心を ほどいて ~コーディネーター麻里絵
「もうすぐ 花火大会だね。麻里絵ちゃん 行く?」
ホテルの上層階の レストラン。
窓際の席からは 街の灯りが 綺麗に見える。
「ううん。人混みは 苦手だから。それに 花火喜ぶ 年でもないし。」
高級な雰囲気は 少し 居心地が悪い。
恋人でもない 私なのに。
「年は 関係ないでしょう。俺のお袋なんて いまだに 花火 見に行くよ。」
「そうなの?田辺さんのお母さんって どんな人?」
「元気で チャラチャラしてる。もう 60才 過ぎているのに。」
「チャラチャラ?」
私は ケラケラ笑ってしまう。
「麻里絵ちゃん。やっと笑った。」
田辺さんも 嬉しそうな 笑顔を見せる。
「えっ。私 事務所でも 笑っていたわ。」
不審気に 私が言うと
「そうなんだけど。何か 辛そうだったから。」
敏感な 田辺さんが 怖くなって。
私は 探るような目で 田辺さんを見る。
「湯沢さんのせいなら いいんだけど。違うだろ?」
語尾を上げた 田辺さんに 私は 微かに 頷く。
「私 夏が 苦手なの。
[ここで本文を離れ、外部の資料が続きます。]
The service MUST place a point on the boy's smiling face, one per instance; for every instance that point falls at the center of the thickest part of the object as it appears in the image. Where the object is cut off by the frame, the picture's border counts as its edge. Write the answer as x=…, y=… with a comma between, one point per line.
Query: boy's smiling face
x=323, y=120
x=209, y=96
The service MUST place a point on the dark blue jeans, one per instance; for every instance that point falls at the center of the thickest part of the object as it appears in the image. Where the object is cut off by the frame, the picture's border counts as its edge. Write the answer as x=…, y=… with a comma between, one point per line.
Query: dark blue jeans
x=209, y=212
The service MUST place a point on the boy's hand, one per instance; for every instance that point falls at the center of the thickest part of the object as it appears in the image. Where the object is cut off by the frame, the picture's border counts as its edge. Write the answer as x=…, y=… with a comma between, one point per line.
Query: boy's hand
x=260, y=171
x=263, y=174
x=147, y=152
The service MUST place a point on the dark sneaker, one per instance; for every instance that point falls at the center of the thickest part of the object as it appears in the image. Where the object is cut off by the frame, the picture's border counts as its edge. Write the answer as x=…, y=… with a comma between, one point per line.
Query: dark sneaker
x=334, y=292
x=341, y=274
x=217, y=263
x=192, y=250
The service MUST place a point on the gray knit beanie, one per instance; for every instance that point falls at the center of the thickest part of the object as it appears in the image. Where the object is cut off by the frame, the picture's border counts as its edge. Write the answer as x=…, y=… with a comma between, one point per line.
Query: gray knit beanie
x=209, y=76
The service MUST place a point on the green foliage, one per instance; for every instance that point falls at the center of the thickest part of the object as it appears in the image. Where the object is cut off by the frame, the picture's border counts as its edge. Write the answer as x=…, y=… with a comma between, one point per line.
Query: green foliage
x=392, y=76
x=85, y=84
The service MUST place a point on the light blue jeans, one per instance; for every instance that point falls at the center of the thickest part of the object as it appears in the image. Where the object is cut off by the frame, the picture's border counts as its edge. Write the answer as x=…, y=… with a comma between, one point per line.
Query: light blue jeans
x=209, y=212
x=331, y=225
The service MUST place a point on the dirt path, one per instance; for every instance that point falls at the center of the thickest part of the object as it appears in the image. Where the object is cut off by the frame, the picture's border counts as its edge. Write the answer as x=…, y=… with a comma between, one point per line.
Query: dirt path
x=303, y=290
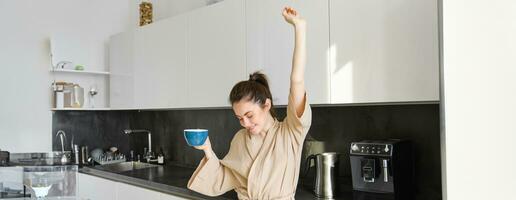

」
田辺さんの 熱い目に 私は やっぱり 竦んでしまう。
まただ…
私の心が 警笛を鳴らす。
この人に 縋ったら また傷付くから。
これ以上 心を開いたら ダメって。
苦笑する私の 小さなため息を 田辺さんは 見逃さない。
「ねぇ。麻里絵ちゃん。話してみない?俺 何もしないから。油断していいよ。」
「そうね…」
今なら ホテルの雰囲気のせいに できる。
話す事ができたら 私は 解放されるかも。
辛くて。
思い出すことさえ 逃げていたけど…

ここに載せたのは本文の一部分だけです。